I would just like to mention that one generally does not construct a model of a theory $T$ from the axioms of $T$ itself. Instead, one uses external means to produce a structure that one can show is a model of $T$.

Here is where Ben's answer comes into play, although in my opinion it obfuscates matters: if you construct a model of $T$ using some other theory $T^\prime$, then what you have really done is shown that the consistency of $T^\prime$ implies the consistency of $T$. There are times where this distinction is important. For example, from the axioms ZFC of set theory one can construct a model of Peano Arithmetic, PA. It is unknown whether ZFC is actually consistent, though widely believed, and therefore we cannot immediately conclude that PA is consistent, though this is also widely believed.
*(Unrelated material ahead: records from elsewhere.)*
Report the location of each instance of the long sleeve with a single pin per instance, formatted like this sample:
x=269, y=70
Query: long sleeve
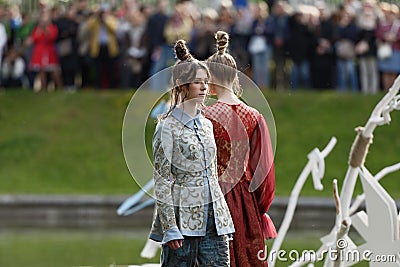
x=162, y=152
x=262, y=167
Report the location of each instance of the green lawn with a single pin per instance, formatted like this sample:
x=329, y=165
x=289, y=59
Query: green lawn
x=58, y=143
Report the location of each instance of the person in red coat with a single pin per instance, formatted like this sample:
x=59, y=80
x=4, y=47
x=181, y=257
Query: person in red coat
x=44, y=57
x=245, y=160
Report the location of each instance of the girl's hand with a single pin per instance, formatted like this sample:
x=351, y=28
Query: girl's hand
x=175, y=244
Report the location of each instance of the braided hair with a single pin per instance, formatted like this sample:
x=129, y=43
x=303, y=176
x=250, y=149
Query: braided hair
x=222, y=65
x=183, y=73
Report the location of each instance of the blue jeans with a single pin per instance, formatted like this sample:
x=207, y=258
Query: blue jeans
x=301, y=71
x=209, y=250
x=346, y=72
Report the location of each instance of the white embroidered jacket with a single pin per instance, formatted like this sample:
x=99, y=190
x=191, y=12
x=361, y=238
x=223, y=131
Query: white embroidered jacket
x=185, y=176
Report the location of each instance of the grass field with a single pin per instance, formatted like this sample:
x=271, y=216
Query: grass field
x=58, y=143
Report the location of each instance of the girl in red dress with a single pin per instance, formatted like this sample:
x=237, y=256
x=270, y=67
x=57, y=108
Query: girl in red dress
x=44, y=55
x=245, y=160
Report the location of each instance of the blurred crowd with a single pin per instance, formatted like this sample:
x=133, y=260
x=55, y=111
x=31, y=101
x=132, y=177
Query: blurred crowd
x=351, y=47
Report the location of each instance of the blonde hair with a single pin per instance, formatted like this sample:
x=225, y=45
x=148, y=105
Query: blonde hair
x=183, y=73
x=222, y=65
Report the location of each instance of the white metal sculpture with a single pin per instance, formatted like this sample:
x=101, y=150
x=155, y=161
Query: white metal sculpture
x=379, y=226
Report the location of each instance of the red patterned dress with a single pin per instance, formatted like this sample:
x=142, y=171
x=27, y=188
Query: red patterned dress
x=246, y=176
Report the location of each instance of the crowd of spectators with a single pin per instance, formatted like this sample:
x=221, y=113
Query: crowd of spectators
x=278, y=45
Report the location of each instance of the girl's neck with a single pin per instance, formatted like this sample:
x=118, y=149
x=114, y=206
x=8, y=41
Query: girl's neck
x=189, y=107
x=226, y=95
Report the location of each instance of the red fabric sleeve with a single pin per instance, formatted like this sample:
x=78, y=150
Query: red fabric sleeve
x=263, y=174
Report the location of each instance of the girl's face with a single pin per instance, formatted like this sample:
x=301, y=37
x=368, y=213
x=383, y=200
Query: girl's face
x=197, y=90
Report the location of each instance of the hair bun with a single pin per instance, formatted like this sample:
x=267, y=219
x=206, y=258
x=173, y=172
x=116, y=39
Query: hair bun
x=181, y=50
x=222, y=41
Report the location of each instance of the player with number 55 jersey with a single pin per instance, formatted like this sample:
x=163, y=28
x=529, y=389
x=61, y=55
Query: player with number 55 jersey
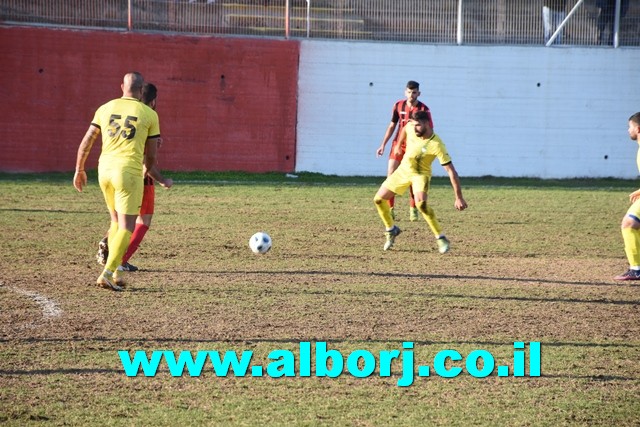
x=129, y=130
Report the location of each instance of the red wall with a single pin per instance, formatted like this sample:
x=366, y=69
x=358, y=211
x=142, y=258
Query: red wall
x=224, y=103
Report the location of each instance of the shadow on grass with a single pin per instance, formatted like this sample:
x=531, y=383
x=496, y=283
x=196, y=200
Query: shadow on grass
x=183, y=289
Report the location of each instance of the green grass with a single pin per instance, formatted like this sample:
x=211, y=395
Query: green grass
x=531, y=260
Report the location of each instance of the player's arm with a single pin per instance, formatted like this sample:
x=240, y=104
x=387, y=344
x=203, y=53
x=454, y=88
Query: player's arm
x=460, y=203
x=155, y=173
x=402, y=139
x=150, y=153
x=80, y=176
x=387, y=135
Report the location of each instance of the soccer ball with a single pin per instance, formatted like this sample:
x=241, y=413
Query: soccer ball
x=260, y=243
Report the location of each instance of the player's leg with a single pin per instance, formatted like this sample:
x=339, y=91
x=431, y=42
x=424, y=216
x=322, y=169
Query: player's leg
x=382, y=206
x=630, y=228
x=395, y=158
x=395, y=184
x=128, y=199
x=143, y=222
x=420, y=190
x=413, y=210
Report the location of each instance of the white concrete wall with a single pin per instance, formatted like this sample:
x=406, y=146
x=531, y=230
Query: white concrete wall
x=504, y=111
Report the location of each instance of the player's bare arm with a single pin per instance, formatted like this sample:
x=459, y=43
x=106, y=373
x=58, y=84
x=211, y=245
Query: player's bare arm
x=150, y=153
x=80, y=176
x=390, y=129
x=460, y=203
x=402, y=139
x=155, y=173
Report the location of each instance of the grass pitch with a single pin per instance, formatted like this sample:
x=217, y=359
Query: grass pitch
x=530, y=261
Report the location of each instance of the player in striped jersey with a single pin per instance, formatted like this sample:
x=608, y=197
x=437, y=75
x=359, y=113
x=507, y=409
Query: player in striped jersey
x=402, y=111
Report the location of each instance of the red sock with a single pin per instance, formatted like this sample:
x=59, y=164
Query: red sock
x=136, y=238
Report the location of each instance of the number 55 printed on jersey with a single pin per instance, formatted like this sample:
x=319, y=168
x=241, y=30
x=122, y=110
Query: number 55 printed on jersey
x=127, y=129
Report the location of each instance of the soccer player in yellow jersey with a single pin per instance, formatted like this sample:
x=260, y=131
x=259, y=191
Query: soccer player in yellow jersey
x=130, y=132
x=423, y=146
x=631, y=222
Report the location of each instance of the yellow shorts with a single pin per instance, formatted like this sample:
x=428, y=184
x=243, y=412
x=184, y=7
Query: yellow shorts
x=634, y=210
x=401, y=179
x=122, y=190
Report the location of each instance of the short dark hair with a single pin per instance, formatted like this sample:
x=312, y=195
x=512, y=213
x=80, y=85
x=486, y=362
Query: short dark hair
x=412, y=84
x=149, y=93
x=421, y=116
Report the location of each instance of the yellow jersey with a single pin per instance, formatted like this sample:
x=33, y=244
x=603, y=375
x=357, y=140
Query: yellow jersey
x=125, y=124
x=421, y=152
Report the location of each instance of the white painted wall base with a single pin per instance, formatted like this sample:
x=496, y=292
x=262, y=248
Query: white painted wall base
x=557, y=112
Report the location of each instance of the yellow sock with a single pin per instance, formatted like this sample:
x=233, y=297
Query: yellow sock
x=384, y=211
x=117, y=247
x=113, y=228
x=631, y=238
x=430, y=216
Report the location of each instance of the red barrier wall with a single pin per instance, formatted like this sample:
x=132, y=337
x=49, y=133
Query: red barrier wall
x=224, y=103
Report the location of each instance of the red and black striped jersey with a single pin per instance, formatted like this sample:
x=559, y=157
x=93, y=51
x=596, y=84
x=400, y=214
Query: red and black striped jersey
x=402, y=113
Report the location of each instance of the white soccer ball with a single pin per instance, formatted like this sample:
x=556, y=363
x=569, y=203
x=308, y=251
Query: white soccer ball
x=260, y=243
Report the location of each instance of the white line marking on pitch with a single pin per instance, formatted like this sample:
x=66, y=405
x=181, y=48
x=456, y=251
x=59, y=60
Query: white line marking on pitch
x=49, y=307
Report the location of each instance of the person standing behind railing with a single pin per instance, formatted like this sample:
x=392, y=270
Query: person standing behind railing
x=553, y=13
x=606, y=19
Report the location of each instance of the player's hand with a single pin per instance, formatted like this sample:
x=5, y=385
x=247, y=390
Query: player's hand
x=79, y=180
x=460, y=204
x=167, y=183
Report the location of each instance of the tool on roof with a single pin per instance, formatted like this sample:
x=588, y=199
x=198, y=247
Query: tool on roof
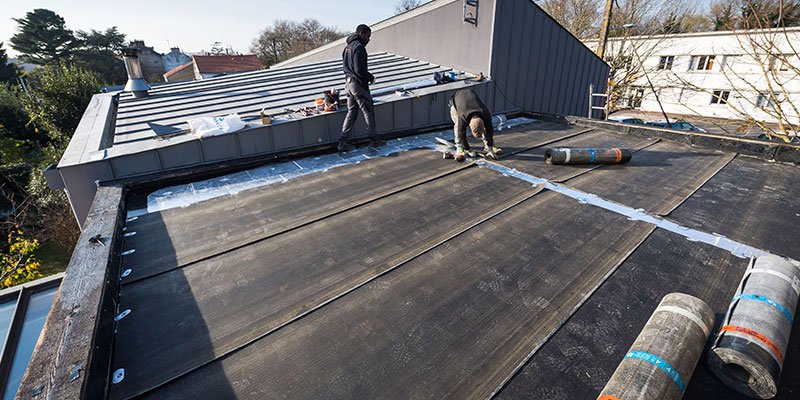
x=266, y=119
x=748, y=352
x=574, y=155
x=663, y=356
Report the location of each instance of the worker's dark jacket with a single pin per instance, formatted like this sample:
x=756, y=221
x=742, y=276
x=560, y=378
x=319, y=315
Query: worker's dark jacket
x=468, y=104
x=355, y=61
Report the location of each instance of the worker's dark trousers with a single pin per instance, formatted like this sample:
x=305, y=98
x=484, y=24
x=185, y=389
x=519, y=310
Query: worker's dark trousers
x=359, y=99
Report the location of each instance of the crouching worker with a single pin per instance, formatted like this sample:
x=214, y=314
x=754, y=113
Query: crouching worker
x=467, y=109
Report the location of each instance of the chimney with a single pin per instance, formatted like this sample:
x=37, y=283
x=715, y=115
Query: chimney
x=136, y=83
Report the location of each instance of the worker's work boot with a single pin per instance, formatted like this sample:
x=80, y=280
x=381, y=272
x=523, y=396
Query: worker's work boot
x=344, y=145
x=376, y=142
x=492, y=152
x=461, y=155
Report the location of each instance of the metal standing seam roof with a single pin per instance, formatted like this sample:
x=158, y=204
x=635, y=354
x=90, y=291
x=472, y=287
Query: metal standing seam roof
x=412, y=276
x=171, y=106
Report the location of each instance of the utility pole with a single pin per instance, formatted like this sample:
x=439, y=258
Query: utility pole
x=601, y=46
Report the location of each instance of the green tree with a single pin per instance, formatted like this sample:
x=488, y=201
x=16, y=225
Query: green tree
x=8, y=72
x=723, y=14
x=18, y=263
x=58, y=97
x=99, y=51
x=42, y=38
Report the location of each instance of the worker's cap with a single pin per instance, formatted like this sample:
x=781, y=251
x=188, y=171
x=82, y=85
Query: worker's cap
x=477, y=127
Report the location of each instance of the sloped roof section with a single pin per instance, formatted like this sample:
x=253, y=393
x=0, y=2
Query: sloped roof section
x=225, y=64
x=178, y=69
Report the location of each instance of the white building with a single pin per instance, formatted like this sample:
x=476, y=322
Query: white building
x=745, y=75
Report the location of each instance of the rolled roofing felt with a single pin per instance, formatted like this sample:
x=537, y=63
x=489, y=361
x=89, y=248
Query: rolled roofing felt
x=748, y=352
x=573, y=155
x=662, y=359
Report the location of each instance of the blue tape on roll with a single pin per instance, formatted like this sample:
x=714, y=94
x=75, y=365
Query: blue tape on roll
x=660, y=363
x=766, y=300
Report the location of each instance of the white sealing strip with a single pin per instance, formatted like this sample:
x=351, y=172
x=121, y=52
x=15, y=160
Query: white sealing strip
x=792, y=281
x=736, y=248
x=677, y=310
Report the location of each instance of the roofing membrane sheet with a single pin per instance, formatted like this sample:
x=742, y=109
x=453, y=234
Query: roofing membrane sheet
x=412, y=276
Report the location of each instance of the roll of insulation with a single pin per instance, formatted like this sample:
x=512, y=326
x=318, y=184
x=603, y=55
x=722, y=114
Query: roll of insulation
x=662, y=359
x=573, y=155
x=749, y=349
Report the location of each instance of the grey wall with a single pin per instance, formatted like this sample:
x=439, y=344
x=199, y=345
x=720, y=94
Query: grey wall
x=538, y=65
x=435, y=33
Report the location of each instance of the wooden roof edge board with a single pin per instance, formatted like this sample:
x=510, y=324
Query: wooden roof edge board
x=246, y=75
x=216, y=87
x=770, y=151
x=81, y=319
x=221, y=108
x=249, y=88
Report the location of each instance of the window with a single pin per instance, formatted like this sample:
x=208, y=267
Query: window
x=702, y=63
x=720, y=97
x=780, y=62
x=766, y=100
x=635, y=96
x=666, y=62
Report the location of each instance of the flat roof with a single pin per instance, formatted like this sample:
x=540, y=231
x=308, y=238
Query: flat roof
x=404, y=274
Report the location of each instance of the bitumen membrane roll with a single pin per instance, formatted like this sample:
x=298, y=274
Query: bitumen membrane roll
x=662, y=359
x=574, y=155
x=749, y=351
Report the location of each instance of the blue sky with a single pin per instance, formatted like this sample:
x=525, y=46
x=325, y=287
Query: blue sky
x=195, y=25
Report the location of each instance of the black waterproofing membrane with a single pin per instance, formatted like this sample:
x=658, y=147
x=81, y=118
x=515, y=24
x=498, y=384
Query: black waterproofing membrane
x=412, y=276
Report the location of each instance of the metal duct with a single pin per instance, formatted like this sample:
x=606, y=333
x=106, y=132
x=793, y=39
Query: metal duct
x=136, y=83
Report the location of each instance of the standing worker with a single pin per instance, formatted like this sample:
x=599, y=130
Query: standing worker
x=358, y=80
x=466, y=108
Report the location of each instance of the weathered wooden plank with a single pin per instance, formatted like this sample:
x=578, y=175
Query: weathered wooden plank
x=74, y=345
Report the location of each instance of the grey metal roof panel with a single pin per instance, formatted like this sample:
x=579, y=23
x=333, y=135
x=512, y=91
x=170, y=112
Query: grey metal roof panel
x=251, y=95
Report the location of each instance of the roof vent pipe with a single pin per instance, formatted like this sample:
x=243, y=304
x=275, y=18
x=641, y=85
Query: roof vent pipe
x=136, y=83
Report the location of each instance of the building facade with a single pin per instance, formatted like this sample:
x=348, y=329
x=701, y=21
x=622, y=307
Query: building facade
x=736, y=75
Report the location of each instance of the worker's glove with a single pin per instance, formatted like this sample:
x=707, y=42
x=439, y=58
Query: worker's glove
x=491, y=152
x=461, y=155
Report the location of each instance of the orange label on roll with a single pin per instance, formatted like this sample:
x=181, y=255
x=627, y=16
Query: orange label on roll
x=619, y=158
x=761, y=338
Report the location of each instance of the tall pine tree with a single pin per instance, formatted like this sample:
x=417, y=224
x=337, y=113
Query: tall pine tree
x=42, y=38
x=8, y=72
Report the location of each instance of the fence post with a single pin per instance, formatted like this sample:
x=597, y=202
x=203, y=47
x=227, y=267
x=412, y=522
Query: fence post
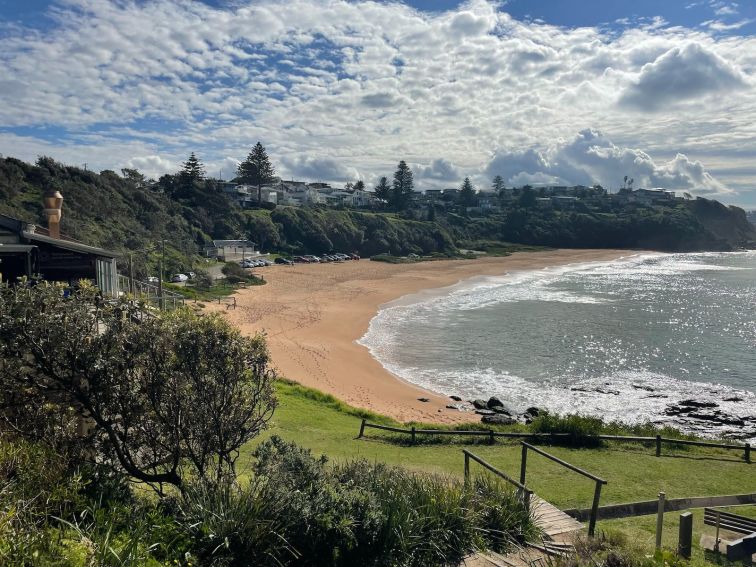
x=526, y=498
x=362, y=429
x=594, y=510
x=660, y=519
x=685, y=538
x=523, y=463
x=467, y=469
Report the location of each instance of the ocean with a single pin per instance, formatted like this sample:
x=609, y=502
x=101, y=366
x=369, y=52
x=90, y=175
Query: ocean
x=621, y=339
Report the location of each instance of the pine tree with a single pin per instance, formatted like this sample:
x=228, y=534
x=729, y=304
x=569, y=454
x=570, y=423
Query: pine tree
x=403, y=187
x=467, y=196
x=256, y=170
x=192, y=169
x=383, y=190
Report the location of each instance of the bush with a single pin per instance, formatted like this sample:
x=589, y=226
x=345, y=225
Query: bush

But let's assume that we have constructed a model $M$ of $T$ using methods that are above reproach. For example, $M$ might be a finite $\mathcal{L}$-structure of specific size $n$. The claim that $T$ is consistent then comes down to two facts about the underlying logic.

Fact 1: If $M$ is a structure in some language $\mathcal{L}$, then $M \models \varphi$ and $M \models \neg \varphi$ cannot both be true for every $\mathcal{L}$-sentence $\varphi$. (In fact, exactly one of $M \models \varphi$ or $M \models \neg \varphi$ holds.)

Fact 2: If $T$ is a theory in a language $\mathcal{L}$ and $\varphi$ is a $\mathcal{L}$-sentence such that $T \vdash \varphi$, then $M \models \varphi$ for all models $M$ of $T$.

Now, if $\varphi$ were an $\mathcal{L}$-sentence such that $T \vdash \varphi$ and $T \vdash \neg \varphi$, then by Fact 2 we conclude that $M \models \varphi$ and $M \models \neg \varphi$, but this contradicts Fact 1!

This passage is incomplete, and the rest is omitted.